Two for the price of one. The PAP candidate, Dr Koh Poh Koon, for the recently vacated constituency of Punggol East is promising that he will still serve the constituency in the unlikely event of not being elected. That's what all candidates seem to be promising nowadays. If you win, you serve, if you don't win, you'd still want to serve. Happened in Potong Pasir constituency where the PAP slogged for 30 years as a non-representative before narrowly wresting it back from the Singapore Democratic Party/Singapore Democratic Alliance in 2011. I suppose the electorate needs to be wooed, not just with carrots for today but the entire carrot farm. People just don't like "professional parachutist" who come by to win elections but otherwise cannot be seen nor heard. Happened in Hougang constituency too. Mr Desmond Choo promised to continue serving the residents even after his defeat at the polls last year. I am sure both men are sincere, and that's a bonus for the electorate. So does it matter anymore if the PAP candidate wins at all?

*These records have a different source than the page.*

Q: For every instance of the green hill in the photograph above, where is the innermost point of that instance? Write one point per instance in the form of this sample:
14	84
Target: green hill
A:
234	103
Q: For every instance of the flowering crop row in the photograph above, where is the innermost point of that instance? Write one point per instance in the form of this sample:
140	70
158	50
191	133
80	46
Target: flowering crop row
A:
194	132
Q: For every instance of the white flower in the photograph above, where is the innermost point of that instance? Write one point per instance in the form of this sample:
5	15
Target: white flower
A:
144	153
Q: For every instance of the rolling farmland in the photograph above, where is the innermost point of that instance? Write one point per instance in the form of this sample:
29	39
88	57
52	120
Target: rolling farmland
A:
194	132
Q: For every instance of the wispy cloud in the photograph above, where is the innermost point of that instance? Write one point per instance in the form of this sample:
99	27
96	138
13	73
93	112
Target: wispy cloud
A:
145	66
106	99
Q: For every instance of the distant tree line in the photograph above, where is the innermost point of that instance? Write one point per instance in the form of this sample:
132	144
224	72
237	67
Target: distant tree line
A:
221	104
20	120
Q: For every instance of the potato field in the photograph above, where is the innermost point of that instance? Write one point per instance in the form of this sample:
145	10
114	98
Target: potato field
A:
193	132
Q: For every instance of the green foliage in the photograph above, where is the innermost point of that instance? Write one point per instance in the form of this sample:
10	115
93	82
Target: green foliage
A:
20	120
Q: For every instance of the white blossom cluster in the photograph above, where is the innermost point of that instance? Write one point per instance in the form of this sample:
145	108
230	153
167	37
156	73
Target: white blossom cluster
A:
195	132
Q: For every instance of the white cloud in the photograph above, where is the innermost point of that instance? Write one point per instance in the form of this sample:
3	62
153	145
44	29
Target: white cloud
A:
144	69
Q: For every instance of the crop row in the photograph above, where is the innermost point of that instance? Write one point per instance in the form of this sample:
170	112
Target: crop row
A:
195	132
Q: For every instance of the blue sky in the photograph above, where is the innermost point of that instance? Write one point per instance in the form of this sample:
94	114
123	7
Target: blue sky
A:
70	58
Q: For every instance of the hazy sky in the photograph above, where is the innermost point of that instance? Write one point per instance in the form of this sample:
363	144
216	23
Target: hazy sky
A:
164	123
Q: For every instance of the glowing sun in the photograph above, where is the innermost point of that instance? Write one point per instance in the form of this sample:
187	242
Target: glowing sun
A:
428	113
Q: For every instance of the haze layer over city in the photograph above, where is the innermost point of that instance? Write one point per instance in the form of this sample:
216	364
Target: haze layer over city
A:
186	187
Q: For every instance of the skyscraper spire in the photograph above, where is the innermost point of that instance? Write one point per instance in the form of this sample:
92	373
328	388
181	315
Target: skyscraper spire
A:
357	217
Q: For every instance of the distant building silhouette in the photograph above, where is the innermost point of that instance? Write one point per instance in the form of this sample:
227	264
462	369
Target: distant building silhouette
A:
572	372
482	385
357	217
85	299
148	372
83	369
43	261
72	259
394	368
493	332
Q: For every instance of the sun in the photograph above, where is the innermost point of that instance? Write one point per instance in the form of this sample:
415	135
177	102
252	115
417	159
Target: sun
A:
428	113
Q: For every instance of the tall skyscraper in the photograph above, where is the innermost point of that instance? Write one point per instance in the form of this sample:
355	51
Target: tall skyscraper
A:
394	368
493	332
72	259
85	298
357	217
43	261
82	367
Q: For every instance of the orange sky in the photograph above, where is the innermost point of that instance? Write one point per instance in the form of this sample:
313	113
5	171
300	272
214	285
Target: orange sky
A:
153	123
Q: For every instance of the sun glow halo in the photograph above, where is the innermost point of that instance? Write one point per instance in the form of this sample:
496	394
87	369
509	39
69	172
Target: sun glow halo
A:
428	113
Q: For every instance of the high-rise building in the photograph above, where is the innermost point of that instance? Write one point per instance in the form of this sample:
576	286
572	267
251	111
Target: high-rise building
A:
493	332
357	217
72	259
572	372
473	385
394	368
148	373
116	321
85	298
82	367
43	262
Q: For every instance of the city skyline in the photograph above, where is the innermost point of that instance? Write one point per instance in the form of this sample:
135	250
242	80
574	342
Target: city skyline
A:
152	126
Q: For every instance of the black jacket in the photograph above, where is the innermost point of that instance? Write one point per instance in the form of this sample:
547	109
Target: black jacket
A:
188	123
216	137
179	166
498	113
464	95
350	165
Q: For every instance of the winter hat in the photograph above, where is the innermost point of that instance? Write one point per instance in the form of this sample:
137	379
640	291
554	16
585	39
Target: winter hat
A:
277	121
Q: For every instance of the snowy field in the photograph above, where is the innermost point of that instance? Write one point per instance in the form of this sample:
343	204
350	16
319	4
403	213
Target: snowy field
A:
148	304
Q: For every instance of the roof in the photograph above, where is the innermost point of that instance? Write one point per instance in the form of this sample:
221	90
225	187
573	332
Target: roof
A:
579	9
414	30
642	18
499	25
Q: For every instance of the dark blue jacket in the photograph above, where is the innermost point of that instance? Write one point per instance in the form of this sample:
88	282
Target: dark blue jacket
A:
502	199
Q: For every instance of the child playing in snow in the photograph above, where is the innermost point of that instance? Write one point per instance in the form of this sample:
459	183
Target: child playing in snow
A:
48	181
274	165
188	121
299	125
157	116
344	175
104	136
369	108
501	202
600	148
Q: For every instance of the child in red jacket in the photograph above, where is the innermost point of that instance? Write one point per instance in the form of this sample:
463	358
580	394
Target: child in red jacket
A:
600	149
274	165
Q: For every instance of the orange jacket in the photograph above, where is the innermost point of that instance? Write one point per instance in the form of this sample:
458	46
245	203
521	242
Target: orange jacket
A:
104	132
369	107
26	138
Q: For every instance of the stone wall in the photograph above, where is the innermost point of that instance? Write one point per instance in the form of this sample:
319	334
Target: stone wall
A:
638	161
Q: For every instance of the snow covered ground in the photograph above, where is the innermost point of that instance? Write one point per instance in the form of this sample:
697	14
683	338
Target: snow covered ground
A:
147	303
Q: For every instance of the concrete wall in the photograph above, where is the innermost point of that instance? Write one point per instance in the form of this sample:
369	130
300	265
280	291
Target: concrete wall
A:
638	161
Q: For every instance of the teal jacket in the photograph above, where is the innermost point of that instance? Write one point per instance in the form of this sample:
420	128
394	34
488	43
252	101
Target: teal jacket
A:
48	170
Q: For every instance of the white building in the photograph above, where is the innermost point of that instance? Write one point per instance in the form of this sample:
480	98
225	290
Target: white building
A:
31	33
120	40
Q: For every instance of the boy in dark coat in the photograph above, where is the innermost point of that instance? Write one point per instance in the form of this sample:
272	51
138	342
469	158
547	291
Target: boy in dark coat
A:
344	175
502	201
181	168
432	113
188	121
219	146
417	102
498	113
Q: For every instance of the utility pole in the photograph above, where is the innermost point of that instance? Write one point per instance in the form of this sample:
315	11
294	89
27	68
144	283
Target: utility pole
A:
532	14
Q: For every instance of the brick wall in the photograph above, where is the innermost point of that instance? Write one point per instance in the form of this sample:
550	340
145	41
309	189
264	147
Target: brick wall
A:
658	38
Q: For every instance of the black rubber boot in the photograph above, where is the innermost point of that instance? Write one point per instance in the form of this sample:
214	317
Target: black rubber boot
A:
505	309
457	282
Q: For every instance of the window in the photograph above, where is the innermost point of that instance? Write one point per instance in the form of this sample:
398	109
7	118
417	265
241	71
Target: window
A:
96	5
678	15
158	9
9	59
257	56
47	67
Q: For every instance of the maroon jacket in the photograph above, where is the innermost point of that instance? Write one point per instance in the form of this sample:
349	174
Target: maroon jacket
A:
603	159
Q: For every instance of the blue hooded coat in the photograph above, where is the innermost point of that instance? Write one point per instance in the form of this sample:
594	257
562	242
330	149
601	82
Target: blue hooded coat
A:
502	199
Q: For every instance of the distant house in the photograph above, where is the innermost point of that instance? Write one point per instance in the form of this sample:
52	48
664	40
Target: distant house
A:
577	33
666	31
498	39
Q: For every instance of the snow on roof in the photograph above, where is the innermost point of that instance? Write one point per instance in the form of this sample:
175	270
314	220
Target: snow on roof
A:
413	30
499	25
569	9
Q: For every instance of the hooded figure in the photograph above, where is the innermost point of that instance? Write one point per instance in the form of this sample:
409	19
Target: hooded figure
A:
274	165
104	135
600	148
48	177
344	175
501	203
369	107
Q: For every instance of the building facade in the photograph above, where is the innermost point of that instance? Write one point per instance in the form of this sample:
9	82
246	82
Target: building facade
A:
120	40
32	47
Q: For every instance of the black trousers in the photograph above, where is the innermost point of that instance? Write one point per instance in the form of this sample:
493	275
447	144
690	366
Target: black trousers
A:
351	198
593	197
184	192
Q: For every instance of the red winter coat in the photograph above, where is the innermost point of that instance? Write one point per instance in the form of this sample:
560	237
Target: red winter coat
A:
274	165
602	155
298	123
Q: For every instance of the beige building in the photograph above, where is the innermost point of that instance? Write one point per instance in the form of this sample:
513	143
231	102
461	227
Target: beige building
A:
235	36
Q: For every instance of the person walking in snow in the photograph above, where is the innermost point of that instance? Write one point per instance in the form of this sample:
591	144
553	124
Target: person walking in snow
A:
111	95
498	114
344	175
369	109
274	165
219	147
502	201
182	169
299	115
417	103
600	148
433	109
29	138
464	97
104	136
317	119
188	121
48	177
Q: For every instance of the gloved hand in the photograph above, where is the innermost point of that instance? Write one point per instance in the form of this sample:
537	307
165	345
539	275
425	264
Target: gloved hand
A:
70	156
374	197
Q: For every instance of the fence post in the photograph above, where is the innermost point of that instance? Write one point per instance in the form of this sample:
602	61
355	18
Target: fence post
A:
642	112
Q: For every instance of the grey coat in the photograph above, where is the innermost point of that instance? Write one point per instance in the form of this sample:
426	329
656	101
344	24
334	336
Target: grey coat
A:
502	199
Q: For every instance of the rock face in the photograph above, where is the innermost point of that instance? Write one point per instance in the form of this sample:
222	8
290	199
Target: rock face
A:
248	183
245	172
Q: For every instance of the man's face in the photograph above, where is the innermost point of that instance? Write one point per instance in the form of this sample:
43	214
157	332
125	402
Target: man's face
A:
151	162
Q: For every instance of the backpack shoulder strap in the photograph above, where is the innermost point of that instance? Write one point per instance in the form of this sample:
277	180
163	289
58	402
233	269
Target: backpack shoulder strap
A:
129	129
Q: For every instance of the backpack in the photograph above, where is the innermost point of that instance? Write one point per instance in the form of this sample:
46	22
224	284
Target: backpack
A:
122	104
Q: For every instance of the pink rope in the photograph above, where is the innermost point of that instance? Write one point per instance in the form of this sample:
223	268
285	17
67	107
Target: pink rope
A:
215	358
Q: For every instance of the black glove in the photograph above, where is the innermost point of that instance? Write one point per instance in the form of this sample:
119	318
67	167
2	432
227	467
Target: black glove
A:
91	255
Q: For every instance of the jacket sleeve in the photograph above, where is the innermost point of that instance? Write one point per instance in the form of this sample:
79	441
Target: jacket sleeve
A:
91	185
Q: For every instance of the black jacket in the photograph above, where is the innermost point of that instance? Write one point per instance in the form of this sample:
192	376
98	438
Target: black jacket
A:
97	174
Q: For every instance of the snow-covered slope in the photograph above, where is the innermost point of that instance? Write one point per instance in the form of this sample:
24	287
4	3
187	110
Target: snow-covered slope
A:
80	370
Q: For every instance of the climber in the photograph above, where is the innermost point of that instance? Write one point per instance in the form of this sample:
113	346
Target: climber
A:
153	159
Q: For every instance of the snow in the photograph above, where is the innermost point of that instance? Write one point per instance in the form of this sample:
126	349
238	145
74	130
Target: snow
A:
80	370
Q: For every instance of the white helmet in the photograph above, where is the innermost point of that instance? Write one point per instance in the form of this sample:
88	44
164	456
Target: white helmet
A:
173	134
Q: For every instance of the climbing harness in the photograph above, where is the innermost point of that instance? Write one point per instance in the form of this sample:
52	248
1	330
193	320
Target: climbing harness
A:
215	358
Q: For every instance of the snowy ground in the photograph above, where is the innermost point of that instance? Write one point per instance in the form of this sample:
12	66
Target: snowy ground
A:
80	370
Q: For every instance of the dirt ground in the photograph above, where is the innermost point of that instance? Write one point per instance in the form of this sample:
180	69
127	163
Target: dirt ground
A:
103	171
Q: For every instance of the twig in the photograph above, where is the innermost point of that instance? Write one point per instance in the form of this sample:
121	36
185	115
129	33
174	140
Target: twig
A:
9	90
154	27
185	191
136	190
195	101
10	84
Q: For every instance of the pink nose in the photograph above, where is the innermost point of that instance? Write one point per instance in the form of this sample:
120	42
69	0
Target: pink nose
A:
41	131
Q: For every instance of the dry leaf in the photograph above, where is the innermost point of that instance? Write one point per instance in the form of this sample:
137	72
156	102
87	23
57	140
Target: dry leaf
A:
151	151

But of course. Singaporeans are not dumb. It has been demonstrated many times over that a PAP MP is best able to erect buildings such as community spaces, hospitals, sports complexes, wet markets and the like at greater speed and certainty than any opposition party candidate can. They don't have to content with dirty tricks blocking their way. Don't get me wrong. I am not urging voters to vote PAP in the Punggol East by-election on 26 January 2013. I am not writing about a situation that has not already been practiced and proven elsewhere. It is just a fact of life in Singapore for years now. That's the benefit of having been in power for so long. The civil and social infrastructure virtually belongs to one party - the PAP, so much so that the PAP cannot see it being used, nor shared, by any other party, never mind that tax-payers' money enabled these to be realized in the first place. The AIM-AHTC saga has demonstrated this.
So the opposition parties have their work cut out for them. And from the look of things, every opposition party wants a piece of this pie. They can use this platform to blow their trumpets but not necessarily to win. So when you know that the chance of winning is slim, you don't need to shy away. Take the opportunity to hold rallies, trumpet your policies, reach out to people, blast the competitors and prepare for 2016 when the next GE is scheduled to be held. The people of Punggol East appear to have been quite happy with the performance of its last PAP MP. Why would they want to change, anyway? It is really local bread and butter issues that most electorates are concerned about, not freedoms of expression and greater opposition representation in Parliament and the like. But who knows the minds of the electorate?